Cyberattack to the Ministry of Science, Innovation and Universities temporary closure of its electronic headquarters and possible data leaks

The Ministry of Science, Innovation and Universities has partially closed its e-headquarters following a "technical incident" which keeps a number of services for citizens, universities and researchers inoperative. In a statement published on its own website, the department explains that the ongoing administrative procedures have been suspended and that measures will be taken to protect the rights of the persons concerned, without providing for the present details on the nature of the problem. The official notice can be read on the Ministry's page: http: / / www.ciencia.gob.es / en / InfoGeneralPortal / Notices / closing _ temporary _ headquarters _ electronica.html.

While public explanations remain spooky, a claim of responsibility has been made in clandestine forums of the network to an actor who signs as "GordonFreeman," alias taken from the famous Half-Life video game. According to this publication, the attacker allegedly exploited an IDOR (Insecure Direct Object Reference) vulnerability that allowed him to obtain credentials with administrative privileges and exfilter information. The filtered material itself - samples of personal records, mail addresses, registration requests and catches of official documents - was shown as "proof" in these spaces, although the forum where the publication appeared is no longer accessible and, for the time being, the data has not been disseminated on other platforms.

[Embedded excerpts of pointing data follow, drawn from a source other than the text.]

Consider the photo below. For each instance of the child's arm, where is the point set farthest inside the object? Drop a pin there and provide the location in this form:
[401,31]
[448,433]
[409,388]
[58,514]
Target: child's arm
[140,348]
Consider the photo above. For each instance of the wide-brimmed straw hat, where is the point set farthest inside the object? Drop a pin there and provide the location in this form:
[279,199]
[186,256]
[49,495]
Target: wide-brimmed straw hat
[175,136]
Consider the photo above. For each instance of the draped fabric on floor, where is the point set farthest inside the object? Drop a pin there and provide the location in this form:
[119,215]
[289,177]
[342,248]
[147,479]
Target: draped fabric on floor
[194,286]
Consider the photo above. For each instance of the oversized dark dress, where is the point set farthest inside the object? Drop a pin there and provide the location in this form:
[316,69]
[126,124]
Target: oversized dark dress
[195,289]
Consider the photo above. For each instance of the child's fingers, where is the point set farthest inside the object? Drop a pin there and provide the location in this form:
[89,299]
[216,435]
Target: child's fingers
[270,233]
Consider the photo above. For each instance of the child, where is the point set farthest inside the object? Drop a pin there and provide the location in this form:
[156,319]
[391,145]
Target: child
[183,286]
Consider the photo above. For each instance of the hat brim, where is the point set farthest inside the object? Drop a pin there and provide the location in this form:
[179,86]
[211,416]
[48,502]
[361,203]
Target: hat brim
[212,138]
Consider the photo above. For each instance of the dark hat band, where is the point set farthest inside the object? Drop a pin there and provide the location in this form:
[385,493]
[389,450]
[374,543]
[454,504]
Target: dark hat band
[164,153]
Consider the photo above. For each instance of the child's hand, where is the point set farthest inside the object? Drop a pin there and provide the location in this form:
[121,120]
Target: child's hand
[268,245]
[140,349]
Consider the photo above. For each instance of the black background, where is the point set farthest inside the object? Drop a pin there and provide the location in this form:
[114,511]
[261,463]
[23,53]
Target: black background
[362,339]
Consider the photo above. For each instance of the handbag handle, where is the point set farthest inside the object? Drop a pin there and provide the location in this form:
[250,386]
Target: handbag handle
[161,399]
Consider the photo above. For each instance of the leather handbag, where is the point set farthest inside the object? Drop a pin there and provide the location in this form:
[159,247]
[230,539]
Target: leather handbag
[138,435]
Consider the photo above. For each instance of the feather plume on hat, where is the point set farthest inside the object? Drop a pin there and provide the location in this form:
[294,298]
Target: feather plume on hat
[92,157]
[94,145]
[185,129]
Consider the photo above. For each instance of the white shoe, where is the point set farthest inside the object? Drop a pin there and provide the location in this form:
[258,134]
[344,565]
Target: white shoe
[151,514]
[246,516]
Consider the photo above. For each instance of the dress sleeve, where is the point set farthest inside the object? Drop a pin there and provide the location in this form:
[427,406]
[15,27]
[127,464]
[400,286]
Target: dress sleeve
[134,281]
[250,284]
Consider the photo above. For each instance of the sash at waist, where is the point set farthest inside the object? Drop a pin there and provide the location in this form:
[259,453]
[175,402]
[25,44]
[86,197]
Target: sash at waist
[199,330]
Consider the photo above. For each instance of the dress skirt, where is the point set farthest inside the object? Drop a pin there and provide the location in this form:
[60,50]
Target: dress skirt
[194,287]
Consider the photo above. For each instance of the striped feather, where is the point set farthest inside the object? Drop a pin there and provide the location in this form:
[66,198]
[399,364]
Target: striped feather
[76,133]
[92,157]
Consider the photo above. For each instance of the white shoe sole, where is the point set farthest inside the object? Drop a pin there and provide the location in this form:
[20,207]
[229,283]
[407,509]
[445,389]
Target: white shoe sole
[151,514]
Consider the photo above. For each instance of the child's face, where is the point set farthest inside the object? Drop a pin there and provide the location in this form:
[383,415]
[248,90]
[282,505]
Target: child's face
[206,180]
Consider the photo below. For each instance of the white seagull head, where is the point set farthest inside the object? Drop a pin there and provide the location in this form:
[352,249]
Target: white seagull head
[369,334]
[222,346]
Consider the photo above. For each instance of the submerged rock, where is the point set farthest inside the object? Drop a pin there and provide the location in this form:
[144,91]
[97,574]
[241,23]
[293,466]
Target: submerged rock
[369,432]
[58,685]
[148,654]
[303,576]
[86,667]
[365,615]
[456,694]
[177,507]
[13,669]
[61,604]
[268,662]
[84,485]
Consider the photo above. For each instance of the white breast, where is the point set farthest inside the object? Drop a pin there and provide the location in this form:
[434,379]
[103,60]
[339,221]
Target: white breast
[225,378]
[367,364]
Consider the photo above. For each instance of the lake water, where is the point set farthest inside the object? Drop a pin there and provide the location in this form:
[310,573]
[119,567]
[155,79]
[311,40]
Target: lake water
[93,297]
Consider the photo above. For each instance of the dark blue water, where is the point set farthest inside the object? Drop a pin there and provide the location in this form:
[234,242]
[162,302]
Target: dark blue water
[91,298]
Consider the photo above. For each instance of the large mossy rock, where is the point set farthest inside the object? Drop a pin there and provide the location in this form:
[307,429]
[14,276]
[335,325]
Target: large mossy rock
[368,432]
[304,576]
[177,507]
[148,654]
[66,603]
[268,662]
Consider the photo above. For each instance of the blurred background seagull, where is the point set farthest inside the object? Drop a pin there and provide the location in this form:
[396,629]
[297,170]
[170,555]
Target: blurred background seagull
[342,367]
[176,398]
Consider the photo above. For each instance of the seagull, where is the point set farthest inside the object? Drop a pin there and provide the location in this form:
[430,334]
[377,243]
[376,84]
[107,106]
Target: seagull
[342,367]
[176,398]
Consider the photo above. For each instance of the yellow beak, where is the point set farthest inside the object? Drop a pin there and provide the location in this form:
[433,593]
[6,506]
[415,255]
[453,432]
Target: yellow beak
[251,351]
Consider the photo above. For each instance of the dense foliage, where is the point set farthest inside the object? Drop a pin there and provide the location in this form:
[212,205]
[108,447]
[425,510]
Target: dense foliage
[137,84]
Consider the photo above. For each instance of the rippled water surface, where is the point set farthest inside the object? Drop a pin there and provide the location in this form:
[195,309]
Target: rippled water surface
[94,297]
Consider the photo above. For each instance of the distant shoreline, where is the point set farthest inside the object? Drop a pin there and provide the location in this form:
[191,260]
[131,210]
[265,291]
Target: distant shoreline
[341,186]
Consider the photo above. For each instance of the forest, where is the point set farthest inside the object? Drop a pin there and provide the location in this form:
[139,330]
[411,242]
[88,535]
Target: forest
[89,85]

With regard to the veracity of the material disseminated, the images and documents visible in the publication have a finish that seems legitimate, but the independent media and analysts stress that this appearance alone does not prove the total authenticity of the intrusion. Specialized media in cybersecurity and technology press have collected the news and continue to try to confirm the facts with official sources and with security intelligence firms investigating the appearance of the material. Among the signatures that have monitored the publication of the alleged leak is KELA while technology portals have reported the case, but not confirmed all ends.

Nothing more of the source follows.